This chapter turns the theory from Chapter 4 (and other chapters) into practice. We show how an application can take advantage of persistent memory by building a persistent memory-aware database storage engine. We use MariaDB (https://mariadb.org/), a popular open source database, as it provides a pluggable storage engine model. The completed storage engine is not intended for production use and does not implement all the features a production quality storage engine should. We implement only the basic functionality to demonstrate how to begin persistent memory programming using a well known database. The intent is to provide you with a more hands-on approach for persistent memory programming so you may enable persistent memory features and functionality within your own application. Our storage engine is left as an optional exercise for you to complete. Doing so would create a new persistent memory storage engine for MariaDB, MySQL, Percona Server, and other derivatives. You may also choose to modify an existing MySQL database storage engine to add persistent memory features, or perhaps choose a different database entirely.

We assume that you are familiar with the preceding chapters that covered the fundamentals of the persistent memory programming model and Persistent Memory Development Kit (PMDK). In this chapter, we implement our storage engine using C++ and libpmemobj-cpp from Chapter 8. If you are not a C++ developer, you will still find this information helpful because the fundamentals apply to other languages and applications.

The complete source code for the persistent memory-aware database storage engine can be found on GitHub at https://github.com/pmem/pmdk-examples/tree/master/pmem-mariadb.

The Database Example

A tremendous number of existing applications can be categorized in many ways.
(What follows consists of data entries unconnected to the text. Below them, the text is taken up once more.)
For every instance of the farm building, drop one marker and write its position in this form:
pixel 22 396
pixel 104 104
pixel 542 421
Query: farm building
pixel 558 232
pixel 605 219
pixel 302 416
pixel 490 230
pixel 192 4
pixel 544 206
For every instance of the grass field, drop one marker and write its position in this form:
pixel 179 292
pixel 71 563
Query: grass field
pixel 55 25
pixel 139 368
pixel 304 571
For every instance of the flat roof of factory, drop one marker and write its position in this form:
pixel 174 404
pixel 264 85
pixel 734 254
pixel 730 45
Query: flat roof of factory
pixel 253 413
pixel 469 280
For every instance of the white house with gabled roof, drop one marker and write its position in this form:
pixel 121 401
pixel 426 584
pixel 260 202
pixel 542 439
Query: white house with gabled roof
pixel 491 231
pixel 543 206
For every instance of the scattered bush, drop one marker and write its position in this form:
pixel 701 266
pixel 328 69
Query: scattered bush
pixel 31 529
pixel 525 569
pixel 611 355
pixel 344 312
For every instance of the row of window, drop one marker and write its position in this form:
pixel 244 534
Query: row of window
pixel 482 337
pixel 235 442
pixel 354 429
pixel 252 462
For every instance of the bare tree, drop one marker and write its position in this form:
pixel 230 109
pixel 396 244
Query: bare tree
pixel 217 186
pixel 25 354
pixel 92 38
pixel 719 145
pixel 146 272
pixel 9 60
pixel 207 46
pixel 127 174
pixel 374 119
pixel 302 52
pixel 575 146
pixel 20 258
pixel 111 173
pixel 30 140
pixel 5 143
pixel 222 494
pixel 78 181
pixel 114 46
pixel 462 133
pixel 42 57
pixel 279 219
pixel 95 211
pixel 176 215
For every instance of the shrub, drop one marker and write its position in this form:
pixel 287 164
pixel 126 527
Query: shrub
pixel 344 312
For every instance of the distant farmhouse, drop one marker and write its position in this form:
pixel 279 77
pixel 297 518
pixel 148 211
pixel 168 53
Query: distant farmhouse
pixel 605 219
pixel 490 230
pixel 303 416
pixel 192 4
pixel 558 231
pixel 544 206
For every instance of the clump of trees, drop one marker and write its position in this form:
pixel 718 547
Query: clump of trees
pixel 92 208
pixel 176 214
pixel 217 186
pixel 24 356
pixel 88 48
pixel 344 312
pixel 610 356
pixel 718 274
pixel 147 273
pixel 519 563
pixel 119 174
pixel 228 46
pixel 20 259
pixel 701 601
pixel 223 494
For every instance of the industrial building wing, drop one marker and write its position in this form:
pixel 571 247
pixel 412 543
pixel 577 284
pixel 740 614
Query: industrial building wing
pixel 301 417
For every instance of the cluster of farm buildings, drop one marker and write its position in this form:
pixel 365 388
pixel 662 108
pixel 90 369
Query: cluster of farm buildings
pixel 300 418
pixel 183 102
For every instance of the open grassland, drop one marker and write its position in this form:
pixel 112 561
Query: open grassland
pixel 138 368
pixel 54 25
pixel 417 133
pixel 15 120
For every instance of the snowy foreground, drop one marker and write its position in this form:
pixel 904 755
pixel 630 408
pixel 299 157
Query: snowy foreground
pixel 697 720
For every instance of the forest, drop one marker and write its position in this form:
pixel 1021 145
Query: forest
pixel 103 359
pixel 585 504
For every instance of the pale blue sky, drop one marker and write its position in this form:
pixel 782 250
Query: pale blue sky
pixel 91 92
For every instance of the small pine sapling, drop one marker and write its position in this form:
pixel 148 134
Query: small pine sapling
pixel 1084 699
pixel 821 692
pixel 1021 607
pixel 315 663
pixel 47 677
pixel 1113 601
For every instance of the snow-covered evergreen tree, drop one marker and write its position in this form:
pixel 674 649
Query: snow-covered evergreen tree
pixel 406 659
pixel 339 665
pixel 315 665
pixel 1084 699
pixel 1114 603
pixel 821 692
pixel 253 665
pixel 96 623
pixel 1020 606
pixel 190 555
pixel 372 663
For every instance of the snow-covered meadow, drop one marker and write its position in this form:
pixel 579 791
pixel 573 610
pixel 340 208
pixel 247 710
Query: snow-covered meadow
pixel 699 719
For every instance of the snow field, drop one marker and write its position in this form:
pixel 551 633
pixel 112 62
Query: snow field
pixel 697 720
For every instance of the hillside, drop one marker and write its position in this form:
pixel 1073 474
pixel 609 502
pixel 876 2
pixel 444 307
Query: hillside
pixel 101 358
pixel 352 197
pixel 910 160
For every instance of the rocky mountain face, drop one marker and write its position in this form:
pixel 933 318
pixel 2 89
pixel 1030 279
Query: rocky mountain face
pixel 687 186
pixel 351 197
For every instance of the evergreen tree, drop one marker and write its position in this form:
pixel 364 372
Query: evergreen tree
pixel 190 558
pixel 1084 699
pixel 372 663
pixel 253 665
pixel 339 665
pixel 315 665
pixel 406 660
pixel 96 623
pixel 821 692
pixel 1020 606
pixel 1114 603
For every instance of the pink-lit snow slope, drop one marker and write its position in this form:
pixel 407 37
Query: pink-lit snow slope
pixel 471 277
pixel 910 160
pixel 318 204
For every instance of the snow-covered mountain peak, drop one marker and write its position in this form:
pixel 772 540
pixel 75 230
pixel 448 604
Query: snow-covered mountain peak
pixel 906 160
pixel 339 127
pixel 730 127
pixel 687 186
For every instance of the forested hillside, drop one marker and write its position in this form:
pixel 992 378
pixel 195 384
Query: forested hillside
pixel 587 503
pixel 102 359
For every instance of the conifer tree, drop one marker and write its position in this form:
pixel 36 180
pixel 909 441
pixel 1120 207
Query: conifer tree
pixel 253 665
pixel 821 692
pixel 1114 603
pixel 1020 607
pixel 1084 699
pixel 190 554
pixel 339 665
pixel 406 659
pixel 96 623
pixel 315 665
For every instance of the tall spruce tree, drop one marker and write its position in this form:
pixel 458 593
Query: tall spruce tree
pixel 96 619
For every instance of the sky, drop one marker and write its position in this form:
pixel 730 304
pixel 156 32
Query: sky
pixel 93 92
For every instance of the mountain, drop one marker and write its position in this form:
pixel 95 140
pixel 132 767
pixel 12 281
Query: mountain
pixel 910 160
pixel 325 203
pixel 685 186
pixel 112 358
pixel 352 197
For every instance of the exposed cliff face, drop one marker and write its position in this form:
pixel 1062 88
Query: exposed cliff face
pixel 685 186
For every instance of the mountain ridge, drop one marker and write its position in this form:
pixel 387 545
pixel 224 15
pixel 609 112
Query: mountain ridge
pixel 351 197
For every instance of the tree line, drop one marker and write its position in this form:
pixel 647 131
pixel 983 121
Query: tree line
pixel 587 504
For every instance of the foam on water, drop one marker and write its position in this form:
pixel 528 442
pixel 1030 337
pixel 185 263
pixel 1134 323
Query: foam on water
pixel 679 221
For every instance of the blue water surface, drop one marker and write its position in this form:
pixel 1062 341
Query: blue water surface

For the purpose of this chapter, we explore applications from the common components perspective, including an interface, a business layer, and a store. The interface interacts with the user, the business layer is a tier where the application’s logic is implemented, and the store is where data is kept and processed by the application.

With so many applications available today, choosing one to include in this book that would satisfy all or most of our requirements was difficult. We chose to use a database as an example because a unified way of accessing data is a common denominator for many applications.

Different Persistent Memory Enablement Approaches

The main advantages of persistent memory include:

  • It provides access latencies that are lower than flash SSDs.

  • It has higher throughput than NAND storage devices.

  • Real-time access to data allows ultrafast access to large datasets.

  • Data persists in memory after a power interruption.

Persistent memory can be used in a variety of ways to deliver lower latency for many applications:

  • In-memory databases: In-memory databases can leverage persistent memory’s larger capacities and significantly reduce restart times. Once the database memory maps the index, tables, and other files, the data is immediately accessible. This avoids lengthy startup times where the data is traditionally read from disk and paged in to memory before it can be accessed or processed.

  • Fraud detection: Financial institutions and insurance companies can perform real-time data analytics on millions of records to detect fraudulent transactions.

  • Cyber threat analysis: Companies can quickly detect and defend against increasing cyber threats.

  • Web-scale personalization: Companies can tailor online user experiences by returning relevant content and advertisements, resulting in higher user click-through rate and more e-commerce revenue opportunities.

  • Financial trading: Financial trading applications can rapidly process and execute financial transactions, allowing them to gain a competitive advantage and create a higher revenue opportunity.

  • Internet of Things (IoT) : Faster data ingest and processing of huge datasets in real-time reduces time to value.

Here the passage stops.